(Habîbim, yâ Muhammed!) De ki: “Ey mülkün (gerçek)
sâhibi olan Allah! Dilediğine mülkü verirsin, dilediğinden de mülkü
çeker alırsın! Hem dilediğini azîz edersin, dilediğini de zelîl
kılarsın! (Her) hayır (ancak senin) elindedir! Şübhesiz ki sen, herşeye hakkıyla gücü yetensin!”
“Geceyi
gündüze katarsın, gündüzü de geceye katarsın! Hem ölüden diriyi
çıkarırsın, diriden de ölüyü çıkarırsın! Dilediğini ise hesabsız
rızıklandırırsın!” (Âl-i İmran, 26-27)
Habib-i Ekrem'e (asm) böyle emreden Allah'a biz de imtisalen, inkıyaden şöyle diyelim:
Ey mülkün sahibi olan Allah! Dilediğine mülkü verirsin, dilediğinden de alırsın. Öyle ise bize dünya ve ahiret zenginliği ve mülkü ver ki Senin dinine hizmet edebilelim. Bizi de o mülke layık eyle ve şükredenlerden eyle.

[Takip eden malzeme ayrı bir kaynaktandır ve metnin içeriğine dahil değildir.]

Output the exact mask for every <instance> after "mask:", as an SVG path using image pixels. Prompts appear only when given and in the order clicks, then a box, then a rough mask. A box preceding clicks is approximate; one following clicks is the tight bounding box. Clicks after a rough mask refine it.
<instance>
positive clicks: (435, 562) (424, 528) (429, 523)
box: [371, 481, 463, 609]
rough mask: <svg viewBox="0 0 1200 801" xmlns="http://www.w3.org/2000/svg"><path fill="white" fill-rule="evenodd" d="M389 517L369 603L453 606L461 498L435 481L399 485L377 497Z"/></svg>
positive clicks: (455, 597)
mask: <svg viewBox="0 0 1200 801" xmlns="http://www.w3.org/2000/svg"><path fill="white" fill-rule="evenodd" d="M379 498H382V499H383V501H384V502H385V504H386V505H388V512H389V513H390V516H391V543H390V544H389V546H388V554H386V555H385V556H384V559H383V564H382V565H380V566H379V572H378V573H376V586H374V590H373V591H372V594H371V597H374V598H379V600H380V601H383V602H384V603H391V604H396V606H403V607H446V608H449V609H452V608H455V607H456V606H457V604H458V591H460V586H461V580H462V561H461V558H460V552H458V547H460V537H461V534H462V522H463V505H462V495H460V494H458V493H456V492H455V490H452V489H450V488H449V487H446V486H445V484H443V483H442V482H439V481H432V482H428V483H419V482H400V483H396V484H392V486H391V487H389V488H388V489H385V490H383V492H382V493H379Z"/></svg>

Dilediğini aziz edersin, dilediğini de zelil. Öyle ise bizi dünya ve ahirette aziz eyle ki dininin izzetini daima muhafaza edelim. Bizi ehl-i dalalete karşı zelil eyleme. Şübhesiz ki Sen, herşeye hakkıyla gücü yetensin.
Dilediğini hesabsız rızıklandırısın. Öyle ise bizi dünya ve ahirette hesabsız rızıklandırdıklarının arasına kat. Bizi daima şükredenlerden eyle. Âmîn. Binlerle âmîn.